Janine has five cats so we had fun after dinner watching Abby meet the new cats and the her cats meet someone new.  It was fascinating watching Abby explore the house nervously, then find her comfort zone (my lap) and begin to actively defend her turf with hissing and growling.  Abby is not the alpha cat at home; she is the submissive. And she never sits on my lap.  But as the above photo shows, the rules change when you are in a new situation.

Trubs spent the evening in the bedroom we were given quite happy that all the other cats were locked out of her area :)

This morning I got an all clear to return home.  During the night the fire had moved in a westerly, north westerly direction (I'm at the southern end of the affected area). So we are now home.  It looks like all the neighbours and their pets are home, but all the livestock are still away.  I presume they will return when the fire has been completely extinguished.  The fire is still raging out of control, with over 1170 hectares (2900 acres been burnt out). Its just raging off in a different direction :)

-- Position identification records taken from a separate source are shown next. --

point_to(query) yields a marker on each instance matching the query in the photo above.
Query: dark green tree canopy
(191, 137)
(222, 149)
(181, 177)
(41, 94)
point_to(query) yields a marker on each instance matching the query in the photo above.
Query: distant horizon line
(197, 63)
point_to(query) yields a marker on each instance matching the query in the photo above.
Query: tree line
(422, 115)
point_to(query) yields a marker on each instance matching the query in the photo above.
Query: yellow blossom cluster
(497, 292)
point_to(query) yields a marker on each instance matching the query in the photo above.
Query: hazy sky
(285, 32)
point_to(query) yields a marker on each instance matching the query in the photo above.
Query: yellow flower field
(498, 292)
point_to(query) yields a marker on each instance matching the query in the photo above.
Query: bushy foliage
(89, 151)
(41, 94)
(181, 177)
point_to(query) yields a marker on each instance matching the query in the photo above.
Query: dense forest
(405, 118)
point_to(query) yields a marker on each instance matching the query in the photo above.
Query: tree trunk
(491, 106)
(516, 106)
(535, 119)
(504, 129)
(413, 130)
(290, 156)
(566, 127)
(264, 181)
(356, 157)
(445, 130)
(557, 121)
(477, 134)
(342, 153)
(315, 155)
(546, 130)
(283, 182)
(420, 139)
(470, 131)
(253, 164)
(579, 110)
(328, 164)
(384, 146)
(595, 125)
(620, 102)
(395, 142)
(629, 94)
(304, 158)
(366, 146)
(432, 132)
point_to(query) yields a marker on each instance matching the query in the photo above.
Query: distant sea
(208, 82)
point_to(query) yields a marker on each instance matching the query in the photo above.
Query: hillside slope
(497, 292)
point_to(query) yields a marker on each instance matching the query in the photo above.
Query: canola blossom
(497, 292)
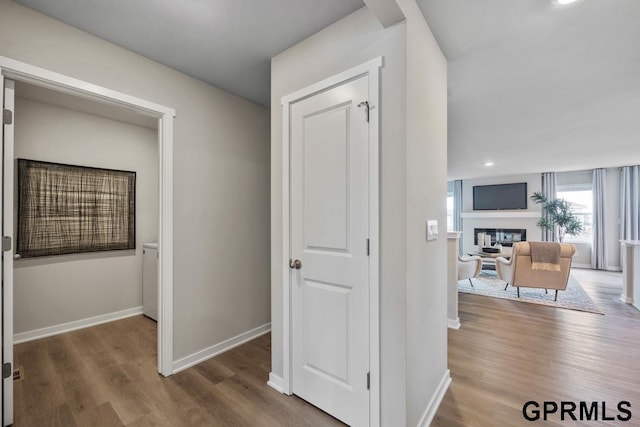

Everything is fine at home, not even any spot fires, but we lost the contents of the fridge and freezer due to the loss of electricity and the extreme temperatures due to the proximity of the fire.  So it was bacon for brunch and some thawed out but still cold steak for dinner tonight.

The experience was a wake up call not to be blase about fires and to prepare an emergency kit.  In hindsight there were things I left behind that I should have taken, such as identity documents, phone charger etc.

As I live rurally, we haven't lost any homes to this fire, mostly outbuildings, sheds etc.  The other major fire, down at Roleystone/Kelmscott has destroyed over 40 homes.  So far no loss of human life.




* I now know why she called it the Big Blue beast, it's because I swore a blue streak trying to make the last motif fit in with those that had already been stitched!

** OK so I think the actual words were "be prepared to leave or actively defend your home".

*** Well I got parked in by a couple of horse floats so I went back into the house for toiletries, my roll of finished stitched pieces and a couple of works in progress. I also grabbed everything that I had borrowed from the library. No I don't know why either.